Ajitatif siyaset her zaman kolaydır, slogansal ezberlerle de karşı çıkılabilir bu yasa tasarılarına ve sistem dayatmasına. Lakin ezber siyaset ve klasikleşen sol jargon kelimeler Türkiye halkının sorunlarının çözümüne yönelik adımdan uzaklaştırmaktadır. Örneğin bir sol öznenin ” Özgürlük ve demokrasi istiyoruz ” sloganı halkın bugün güncel sorunlarına talep olamıyor. Bu sloganın özlemlerini herkes yaşamaktadır ama devrimci siyaset halkın ihyacına uygun çözüm getirdiği ölçüde başarılı oluyor. ” Teröre karşı mücadeleyi böler ” dediğimiz slogan ise halkın bitmesini istediği teröre karşı bir çözüm sunar ve sadece solda yer alan kısmı değil muhafazakar ve milliyetçi halkın da ortak taleplerini karşıladığı için HAYIR sloganının gerçekliğini halk nezninde karşılığı olabilir.
HAYIR kampanyası ancak milli bir cephenin ittifakıyla başarıya ulaşabilir. Milli kuvvetlerin bu dayatmaya karşı gerçekçi ve somut önerileri bu cepheyi oluşturabilir.

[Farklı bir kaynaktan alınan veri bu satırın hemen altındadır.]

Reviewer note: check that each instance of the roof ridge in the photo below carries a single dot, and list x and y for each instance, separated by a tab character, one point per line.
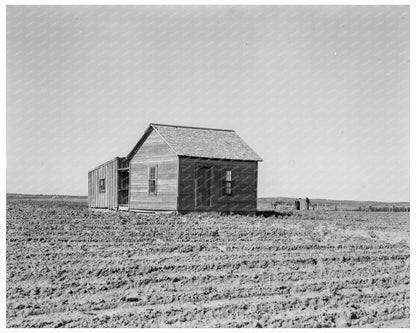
194	127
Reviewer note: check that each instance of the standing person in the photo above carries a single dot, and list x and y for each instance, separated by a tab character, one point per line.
307	203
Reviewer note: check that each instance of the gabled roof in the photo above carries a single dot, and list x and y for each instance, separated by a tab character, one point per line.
201	142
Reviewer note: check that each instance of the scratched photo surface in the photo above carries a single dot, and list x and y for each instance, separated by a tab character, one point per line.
208	166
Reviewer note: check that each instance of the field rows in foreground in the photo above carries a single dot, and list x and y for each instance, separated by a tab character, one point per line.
67	267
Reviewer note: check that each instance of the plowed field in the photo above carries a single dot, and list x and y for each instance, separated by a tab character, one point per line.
68	267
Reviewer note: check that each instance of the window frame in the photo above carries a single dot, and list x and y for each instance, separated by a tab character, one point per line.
101	185
228	182
149	193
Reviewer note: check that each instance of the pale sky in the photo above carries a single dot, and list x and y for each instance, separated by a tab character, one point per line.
320	93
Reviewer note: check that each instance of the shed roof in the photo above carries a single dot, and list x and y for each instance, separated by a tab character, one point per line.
201	142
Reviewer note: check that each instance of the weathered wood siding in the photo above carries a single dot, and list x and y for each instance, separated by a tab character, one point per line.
107	199
244	177
154	152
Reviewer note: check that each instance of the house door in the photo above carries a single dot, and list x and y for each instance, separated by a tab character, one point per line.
203	186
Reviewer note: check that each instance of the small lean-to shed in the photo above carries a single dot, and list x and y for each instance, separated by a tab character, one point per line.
179	168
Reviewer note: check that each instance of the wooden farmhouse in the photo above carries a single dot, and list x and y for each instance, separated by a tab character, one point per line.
181	169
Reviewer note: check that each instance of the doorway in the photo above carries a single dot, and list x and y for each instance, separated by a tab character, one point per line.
203	186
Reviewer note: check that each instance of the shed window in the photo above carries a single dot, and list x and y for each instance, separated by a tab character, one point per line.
228	183
152	180
102	185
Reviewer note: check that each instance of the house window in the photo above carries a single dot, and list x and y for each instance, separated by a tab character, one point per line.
152	180
102	185
228	183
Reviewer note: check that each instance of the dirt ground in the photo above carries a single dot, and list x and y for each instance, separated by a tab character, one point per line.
68	267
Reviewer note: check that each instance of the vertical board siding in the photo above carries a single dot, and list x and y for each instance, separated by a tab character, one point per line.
107	199
154	151
244	177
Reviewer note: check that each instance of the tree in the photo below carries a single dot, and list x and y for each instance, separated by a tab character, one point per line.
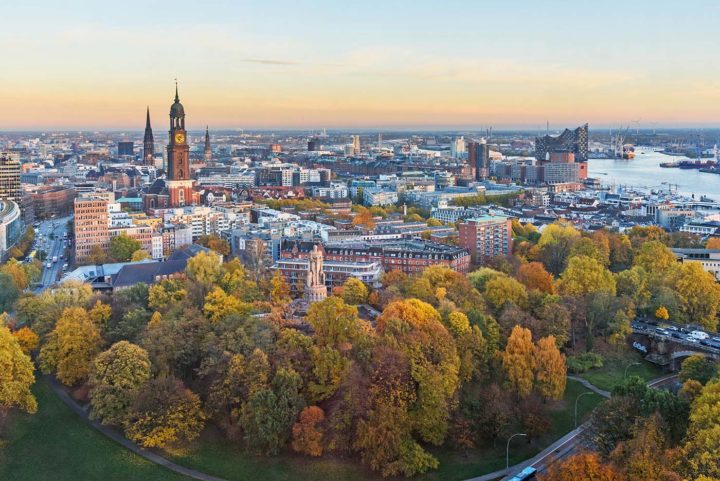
655	257
279	289
701	450
16	376
698	368
116	376
364	218
550	369
219	305
354	291
534	276
585	275
269	414
307	435
585	466
17	273
122	247
27	339
504	289
140	255
8	293
163	414
698	293
216	243
555	245
334	322
71	347
644	455
518	361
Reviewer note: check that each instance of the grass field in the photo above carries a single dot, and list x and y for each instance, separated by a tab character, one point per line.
613	370
55	444
217	457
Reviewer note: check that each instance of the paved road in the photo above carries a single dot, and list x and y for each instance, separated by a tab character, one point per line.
561	448
53	247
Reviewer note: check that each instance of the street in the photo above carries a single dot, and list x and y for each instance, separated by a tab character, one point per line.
53	247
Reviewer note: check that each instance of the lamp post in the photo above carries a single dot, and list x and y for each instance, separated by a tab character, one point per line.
577	399
507	449
629	366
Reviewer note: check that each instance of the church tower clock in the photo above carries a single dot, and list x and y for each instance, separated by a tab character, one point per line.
178	149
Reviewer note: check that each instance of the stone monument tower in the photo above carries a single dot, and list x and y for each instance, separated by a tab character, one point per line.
315	289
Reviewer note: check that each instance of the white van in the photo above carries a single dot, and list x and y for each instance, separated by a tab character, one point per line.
699	335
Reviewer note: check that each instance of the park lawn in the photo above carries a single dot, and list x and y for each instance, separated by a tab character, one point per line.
613	370
457	466
56	444
214	455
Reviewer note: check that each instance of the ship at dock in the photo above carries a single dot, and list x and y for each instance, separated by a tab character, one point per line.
701	165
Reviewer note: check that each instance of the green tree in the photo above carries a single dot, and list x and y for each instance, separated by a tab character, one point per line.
269	414
354	291
115	377
164	414
122	247
698	368
555	244
71	347
334	322
585	275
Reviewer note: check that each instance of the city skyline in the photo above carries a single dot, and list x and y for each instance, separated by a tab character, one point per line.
370	66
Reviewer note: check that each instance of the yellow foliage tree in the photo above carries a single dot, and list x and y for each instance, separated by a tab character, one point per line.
219	305
16	375
550	369
71	347
662	313
27	338
518	361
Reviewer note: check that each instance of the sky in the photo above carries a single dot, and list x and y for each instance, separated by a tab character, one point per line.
88	64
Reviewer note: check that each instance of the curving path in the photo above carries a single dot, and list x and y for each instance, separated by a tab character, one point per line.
565	444
123	441
559	448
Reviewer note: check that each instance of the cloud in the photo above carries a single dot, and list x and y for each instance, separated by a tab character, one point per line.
263	61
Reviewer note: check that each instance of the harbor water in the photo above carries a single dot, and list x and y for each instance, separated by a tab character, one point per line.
644	172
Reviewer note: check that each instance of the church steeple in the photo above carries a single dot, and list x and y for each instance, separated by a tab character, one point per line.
148	142
208	149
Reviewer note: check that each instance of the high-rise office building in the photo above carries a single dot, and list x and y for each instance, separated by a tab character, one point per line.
486	236
457	147
148	142
575	141
126	148
91	226
208	149
479	159
10	177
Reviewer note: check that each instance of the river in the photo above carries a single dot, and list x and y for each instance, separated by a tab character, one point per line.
644	171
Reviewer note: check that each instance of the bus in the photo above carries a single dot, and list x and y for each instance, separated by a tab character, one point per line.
525	474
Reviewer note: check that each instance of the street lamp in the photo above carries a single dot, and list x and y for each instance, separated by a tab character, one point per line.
628	367
577	399
507	449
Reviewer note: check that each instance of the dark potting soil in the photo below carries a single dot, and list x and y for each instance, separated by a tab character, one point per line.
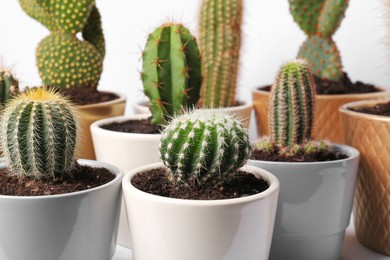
143	126
343	86
379	109
241	185
83	177
301	156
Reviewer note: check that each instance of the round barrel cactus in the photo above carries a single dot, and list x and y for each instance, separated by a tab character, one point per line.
38	131
202	145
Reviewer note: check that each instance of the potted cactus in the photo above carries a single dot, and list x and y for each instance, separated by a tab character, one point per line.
73	65
317	179
320	20
171	79
51	204
202	153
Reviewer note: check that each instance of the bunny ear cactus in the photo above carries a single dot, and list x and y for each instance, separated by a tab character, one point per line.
63	60
38	134
319	19
220	42
203	146
171	71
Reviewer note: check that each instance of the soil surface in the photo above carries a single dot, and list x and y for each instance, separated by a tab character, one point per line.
344	86
276	156
379	109
143	126
83	177
241	185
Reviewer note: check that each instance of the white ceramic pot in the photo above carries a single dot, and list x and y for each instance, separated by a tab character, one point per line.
314	207
74	226
177	229
126	151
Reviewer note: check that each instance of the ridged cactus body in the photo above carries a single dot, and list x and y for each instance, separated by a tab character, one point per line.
63	60
220	42
171	71
202	146
320	19
38	131
292	104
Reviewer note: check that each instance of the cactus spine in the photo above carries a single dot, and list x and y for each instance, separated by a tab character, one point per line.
171	71
38	131
62	59
292	104
319	20
220	41
202	145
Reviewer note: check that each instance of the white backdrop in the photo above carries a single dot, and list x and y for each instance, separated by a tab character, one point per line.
270	38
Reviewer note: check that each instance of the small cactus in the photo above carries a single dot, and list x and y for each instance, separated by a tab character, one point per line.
202	146
320	20
9	85
220	42
62	59
292	104
38	131
171	71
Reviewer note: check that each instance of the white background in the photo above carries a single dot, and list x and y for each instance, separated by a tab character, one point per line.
270	38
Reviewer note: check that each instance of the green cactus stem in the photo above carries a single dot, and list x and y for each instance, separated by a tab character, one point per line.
320	20
202	146
171	71
220	42
292	104
38	134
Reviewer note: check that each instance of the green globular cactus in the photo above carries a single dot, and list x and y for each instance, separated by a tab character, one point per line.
220	42
292	104
9	86
38	134
171	71
319	19
62	59
202	146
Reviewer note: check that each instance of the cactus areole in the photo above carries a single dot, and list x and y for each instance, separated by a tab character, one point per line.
203	146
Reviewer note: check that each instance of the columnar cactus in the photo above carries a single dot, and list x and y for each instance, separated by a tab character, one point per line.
171	71
63	60
320	19
292	104
38	134
202	145
9	85
220	42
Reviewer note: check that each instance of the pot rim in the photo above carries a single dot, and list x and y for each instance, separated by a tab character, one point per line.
352	153
269	177
344	109
92	163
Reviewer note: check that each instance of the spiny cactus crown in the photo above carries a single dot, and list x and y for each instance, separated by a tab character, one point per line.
203	146
292	104
171	72
38	134
63	60
220	42
9	85
319	19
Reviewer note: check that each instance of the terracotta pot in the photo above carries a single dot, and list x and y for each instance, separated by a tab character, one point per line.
91	113
370	134
327	121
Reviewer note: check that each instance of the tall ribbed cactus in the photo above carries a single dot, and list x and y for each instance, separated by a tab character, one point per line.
63	60
9	85
38	134
220	41
171	71
292	104
202	146
319	19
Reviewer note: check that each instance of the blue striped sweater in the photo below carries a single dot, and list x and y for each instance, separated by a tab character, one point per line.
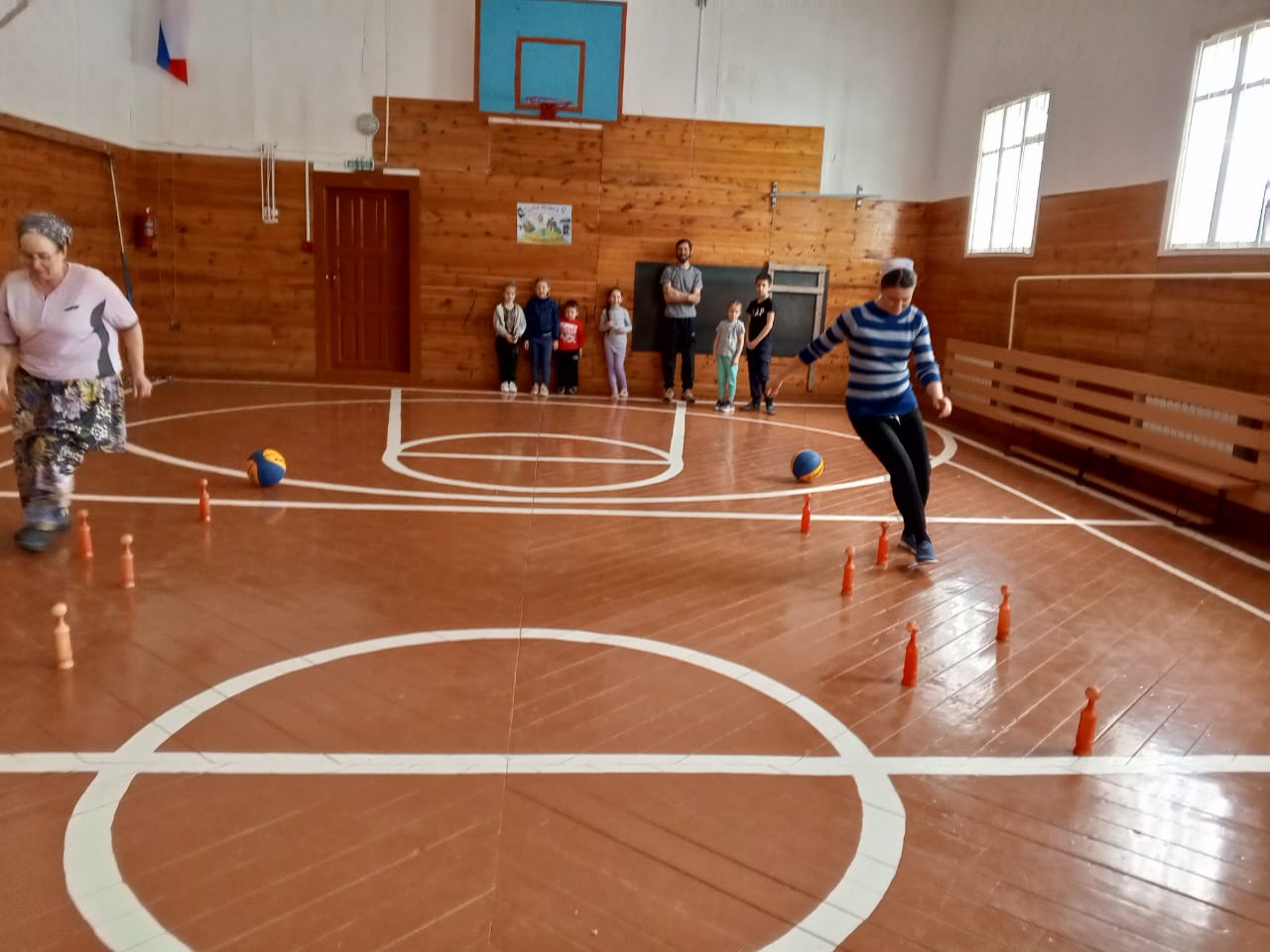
879	344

Bu güncel mücadele yalnızca güncel sorunların mücadelesi değildir, bir tarihsel misyonun da mücadelesidir. 1870’lerden bugüne Türkiye’nin anayasa birikiminin ve milli, devrimci tarihinin de bir mücadelesidir. Meclis’in ve Milli Anayasa’nın savunucuları Jön Türklerin, İttihatçıların ve devrimi gerçekleştiren Kemalist önderlerin mücadelesinin devamlılığını yansıtır. Cumhurbaşkanlığı sistemini getirmek isteyenler Abdülhamit sevdasının, istibdatın ve ülkeyi yabancılara teslimiyetin devamcılarını oluşturmaktadır. Bugünkü mücadele bu yüzden milli ve gayri milli mücadelesinin eksenine oturmaktadır. HAYIR demek aynı zamanda Milli Mücadele’nin devamlılığıdır, 2. Kurtuluş Savaşımızın bir parçasıdır.